Our measures of homing rates and fertility effects can be used with the model of Deredec et al.10 to derive an initial prediction about whether the constructs would be expected to spread if released into a population. This analysis revealed that the fitness cost in terms of reduced reproductive capability imposed by the CRISPRh constructs at AGAP011377 and AGAP005958 outweigh the homing rate, and the constructs would be expected to disappear from a population over time—in many aspects these constructs match the requirements of female-specific RIDL (release of insects with a dominant lethal) with enhanced transmission21, a potent form of the sterile insect technique, though conditional rescue of the sterility may be required for efficient production. However, the higher homing rates observed for CRISPRh at AGAP007280, combined with the milder fertility reduction observed in heterozygous females indicate that this construct could spread through a population, at least initially, and impose a reproductive load on the population as it does so, fulfilling one of the major requirements for a functional gene drive measure for vector control (Fig. 2f). To investigate the ability of the CRISPRh allele to spread at the AGAP007280 locus, caged populations were initiated with CRISPRh/+ and WT individuals at equal frequency and monitored over several generations. Consistent with the modeling predictions we observed a progressive increase in the frequency of individuals positive for the CRISPRh allele from 50% to 75.1% over four generations (Fig. 2g). Such a reproductive load will impose a strong selection pressure for resistant alleles, some of which will be generated by the gene drive system itself through NHEJ or MMEJ repair of endonuclease-induced chromosome breaks, as we previously showed molecularly (Supplementary Fig. 4). The longer term dynamics will depend on the efficiency of spreading on the one hand and the fitness cost of mutations arising at the cleavage site on the other hand10,22. Ultimately the effect of these mutations could be mitigated by designing nucleases that target conserved, functionally constrained regions in the target gene and that are tolerant of mutations1. This could be achieved using a CRISPR-Cas9 gene drive through the use of multiple gRNAs targeting sequence variants7.

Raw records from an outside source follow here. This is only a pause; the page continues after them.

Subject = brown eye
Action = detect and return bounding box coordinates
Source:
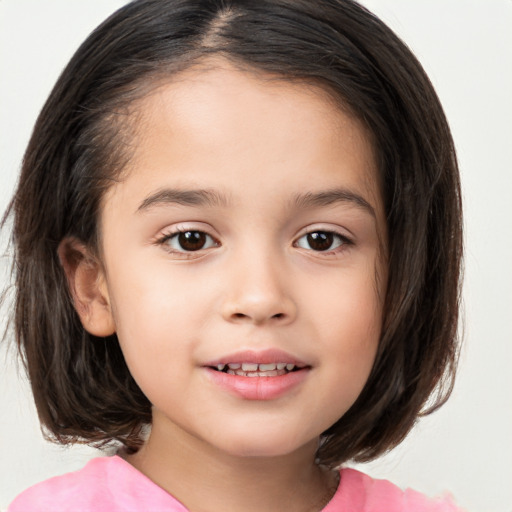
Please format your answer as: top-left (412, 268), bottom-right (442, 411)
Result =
top-left (296, 231), bottom-right (349, 252)
top-left (166, 231), bottom-right (217, 252)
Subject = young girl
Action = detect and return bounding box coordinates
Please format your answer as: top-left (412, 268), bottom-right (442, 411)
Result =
top-left (2, 0), bottom-right (461, 512)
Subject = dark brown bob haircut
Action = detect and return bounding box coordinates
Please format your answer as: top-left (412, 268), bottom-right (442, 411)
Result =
top-left (4, 0), bottom-right (462, 466)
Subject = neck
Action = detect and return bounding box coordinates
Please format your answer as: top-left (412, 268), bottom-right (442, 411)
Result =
top-left (126, 416), bottom-right (336, 512)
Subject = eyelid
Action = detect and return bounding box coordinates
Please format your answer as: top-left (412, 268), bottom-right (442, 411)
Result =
top-left (153, 222), bottom-right (221, 259)
top-left (293, 225), bottom-right (355, 256)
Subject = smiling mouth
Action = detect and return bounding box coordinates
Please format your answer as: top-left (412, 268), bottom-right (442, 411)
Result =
top-left (210, 363), bottom-right (307, 377)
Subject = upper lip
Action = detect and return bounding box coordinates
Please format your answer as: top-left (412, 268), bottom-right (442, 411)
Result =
top-left (203, 349), bottom-right (309, 367)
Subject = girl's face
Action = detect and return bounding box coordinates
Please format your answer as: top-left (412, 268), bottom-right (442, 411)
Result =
top-left (94, 61), bottom-right (386, 456)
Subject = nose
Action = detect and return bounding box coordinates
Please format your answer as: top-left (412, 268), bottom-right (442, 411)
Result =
top-left (222, 254), bottom-right (297, 325)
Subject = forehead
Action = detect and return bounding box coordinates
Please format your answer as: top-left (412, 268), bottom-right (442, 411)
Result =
top-left (105, 59), bottom-right (380, 219)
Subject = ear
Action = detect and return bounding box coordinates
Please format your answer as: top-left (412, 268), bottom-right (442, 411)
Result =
top-left (57, 238), bottom-right (116, 337)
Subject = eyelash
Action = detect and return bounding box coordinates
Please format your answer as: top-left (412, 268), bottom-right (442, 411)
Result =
top-left (156, 228), bottom-right (354, 258)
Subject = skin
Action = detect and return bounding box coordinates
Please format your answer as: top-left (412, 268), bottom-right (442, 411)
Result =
top-left (61, 61), bottom-right (386, 512)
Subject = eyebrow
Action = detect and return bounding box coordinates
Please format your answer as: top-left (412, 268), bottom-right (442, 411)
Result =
top-left (137, 188), bottom-right (376, 218)
top-left (137, 188), bottom-right (228, 212)
top-left (293, 188), bottom-right (377, 218)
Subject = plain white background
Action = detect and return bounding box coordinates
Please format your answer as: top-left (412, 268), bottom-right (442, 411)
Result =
top-left (0, 0), bottom-right (512, 512)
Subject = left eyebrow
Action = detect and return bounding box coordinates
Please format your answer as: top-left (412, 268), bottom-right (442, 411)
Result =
top-left (137, 188), bottom-right (228, 212)
top-left (292, 188), bottom-right (377, 219)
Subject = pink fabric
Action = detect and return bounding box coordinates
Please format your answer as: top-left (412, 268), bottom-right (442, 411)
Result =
top-left (7, 456), bottom-right (459, 512)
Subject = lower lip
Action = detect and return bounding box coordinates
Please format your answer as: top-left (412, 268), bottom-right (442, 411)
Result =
top-left (206, 368), bottom-right (309, 400)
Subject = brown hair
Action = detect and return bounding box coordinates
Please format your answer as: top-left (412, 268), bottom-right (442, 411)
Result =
top-left (3, 0), bottom-right (462, 465)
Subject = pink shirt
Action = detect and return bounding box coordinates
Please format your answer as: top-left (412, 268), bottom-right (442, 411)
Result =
top-left (7, 455), bottom-right (459, 512)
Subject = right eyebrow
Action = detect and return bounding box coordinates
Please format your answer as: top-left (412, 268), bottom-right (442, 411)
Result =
top-left (137, 188), bottom-right (228, 213)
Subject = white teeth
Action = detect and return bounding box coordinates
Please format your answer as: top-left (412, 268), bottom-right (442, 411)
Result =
top-left (242, 363), bottom-right (258, 372)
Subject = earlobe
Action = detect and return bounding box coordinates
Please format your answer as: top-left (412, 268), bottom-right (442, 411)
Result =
top-left (58, 238), bottom-right (116, 337)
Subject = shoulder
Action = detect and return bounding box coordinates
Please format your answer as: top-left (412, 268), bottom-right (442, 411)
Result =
top-left (323, 468), bottom-right (463, 512)
top-left (7, 456), bottom-right (186, 512)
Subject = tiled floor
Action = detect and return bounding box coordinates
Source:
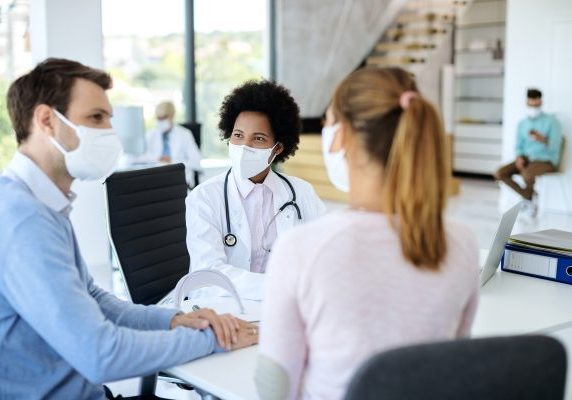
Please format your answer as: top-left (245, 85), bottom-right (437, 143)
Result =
top-left (98, 179), bottom-right (572, 400)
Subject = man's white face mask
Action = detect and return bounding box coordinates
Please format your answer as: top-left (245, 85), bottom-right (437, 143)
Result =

The high frequency with which gene knockouts were achieved at three separate loci and the ease with which these could be both tracked using a visual marker and secondarily modified to include genes of choice verify the CRISPR-Cas9 gene drive system as a robust gene editing tool that will be valuable for functional genetics in the malaria mosquito. The rates of super-Mendelian inheritance that we observed with CRISPR-based homing constructs at female-fertility loci establish a solid basis for the development of a gene drive system that has the potential to substantially reduce mosquito populations. Moreover, our gene drive element was able to carry substantial additional sequence in the form of the RFP marker unit, indicating that this technology is also resilient to bringing along additional cargo, making it suitable for population-modification strategies that are aimed at modifying vector populations with transgenes conferring useful phenotypes such as parasite resistance. Being able to use CRISPR-Cas9 in mosquitoes means that genome editing and nuclease engineering will no longer be technical bottlenecks in this major pest insect.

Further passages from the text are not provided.